Chamamos todas trabalhadoras e trabalhadores da USP para acompanhar a luta de classes na Argentina!
4 pontos para entender a Lei Ônibus
O projeto de “Lei de Bases e Pontos de Partida para a Liberdade dos Argentinos” foi chamado de Lei “Ônibus” por “carregar” mudanças em uma grande diversidade de áreas. Com 664 artigos, se aplicada, seria uma profunda reforma anti-operária do Estado. Destacamos 4 pontos principais.
1- Emergência pública
Declara emergência pública até 31 de dezembro de 2025, podendo ser prorrogável por mais 2 anos, em questões econômica, financeira, fiscal, pensão, segurança, defesa, tarifa, saúde, energia, nas áreas administrativa e social. Significa que Milei, durante seu mandato presidencial de 4 anos, teria não apenas o poder de Poder Executivo, mas também do Poder Legislativo, teria poderes como um rei.

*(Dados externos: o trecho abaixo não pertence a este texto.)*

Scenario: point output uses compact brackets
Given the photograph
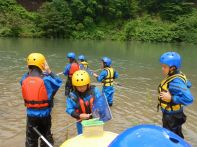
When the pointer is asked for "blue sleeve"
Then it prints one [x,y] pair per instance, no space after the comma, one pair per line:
[97,93]
[180,92]
[70,106]
[66,69]
[89,71]
[116,75]
[52,83]
[23,77]
[102,76]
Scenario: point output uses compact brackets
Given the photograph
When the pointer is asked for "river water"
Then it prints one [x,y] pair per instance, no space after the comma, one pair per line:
[135,100]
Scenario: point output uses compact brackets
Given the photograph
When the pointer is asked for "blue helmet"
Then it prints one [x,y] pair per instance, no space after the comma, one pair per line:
[171,59]
[71,55]
[107,61]
[148,135]
[81,57]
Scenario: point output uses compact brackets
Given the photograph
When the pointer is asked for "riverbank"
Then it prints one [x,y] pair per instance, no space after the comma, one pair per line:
[59,19]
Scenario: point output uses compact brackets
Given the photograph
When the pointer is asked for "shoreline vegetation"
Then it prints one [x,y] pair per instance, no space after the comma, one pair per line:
[140,20]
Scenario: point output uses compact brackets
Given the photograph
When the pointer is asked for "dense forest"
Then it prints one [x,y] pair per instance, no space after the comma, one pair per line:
[144,20]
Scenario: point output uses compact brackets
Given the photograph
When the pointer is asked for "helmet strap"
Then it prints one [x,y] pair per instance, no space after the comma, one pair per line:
[173,70]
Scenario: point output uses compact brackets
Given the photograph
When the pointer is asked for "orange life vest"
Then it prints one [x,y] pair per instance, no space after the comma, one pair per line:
[74,67]
[85,107]
[34,93]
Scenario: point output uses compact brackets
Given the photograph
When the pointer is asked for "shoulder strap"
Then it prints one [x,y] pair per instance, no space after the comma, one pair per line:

2- Privatizações e desregulamentação da economia
Declara sujeitas a privatização 41 empresas detidas total ou maioritariamente pelo Estado; suspensão da lei previdenciária; redução de impostos sobre os grandes patrimônios que levarão a redução do orçamento público e mais cortes nos serviços públicos; legalização do trabalho precário; corte de verba para a cultura
3- Restrições ao direito de mobilização
Aumento para 5 anos a pena para quem dirigir, organizar ou coordenar uma reunião ou demonstração que impeça ou dificulte a circulação ou transporte público e privado; pede a prisão de até 4 anos para os que usam armas para perturbar o serviço de transporte público.Ao mesmo tempo elimina sanções para aqueles que usam armas “no desempenho de um dever ou no exercício legítimo do seu direito, autoridade ou posição.” Atualmente o Código Penal Argentino permite apenas que as forças de segurança usem armas quando sua vida ou a vida de outras pessoas estão em risco.
4-Reforma eleitoral
Propõe mudar a composição da câmara dos deputados do congresso, restringindo a participação de partidos minoritários (em geral os partidos de esquerda), com isso o partido político de Milei poderia aumentar sua força ganhando mais deputados nas próximas eleições. Propõe eliminar as eleições primárias, onde os argentinos escolhem quem disputará as eleições.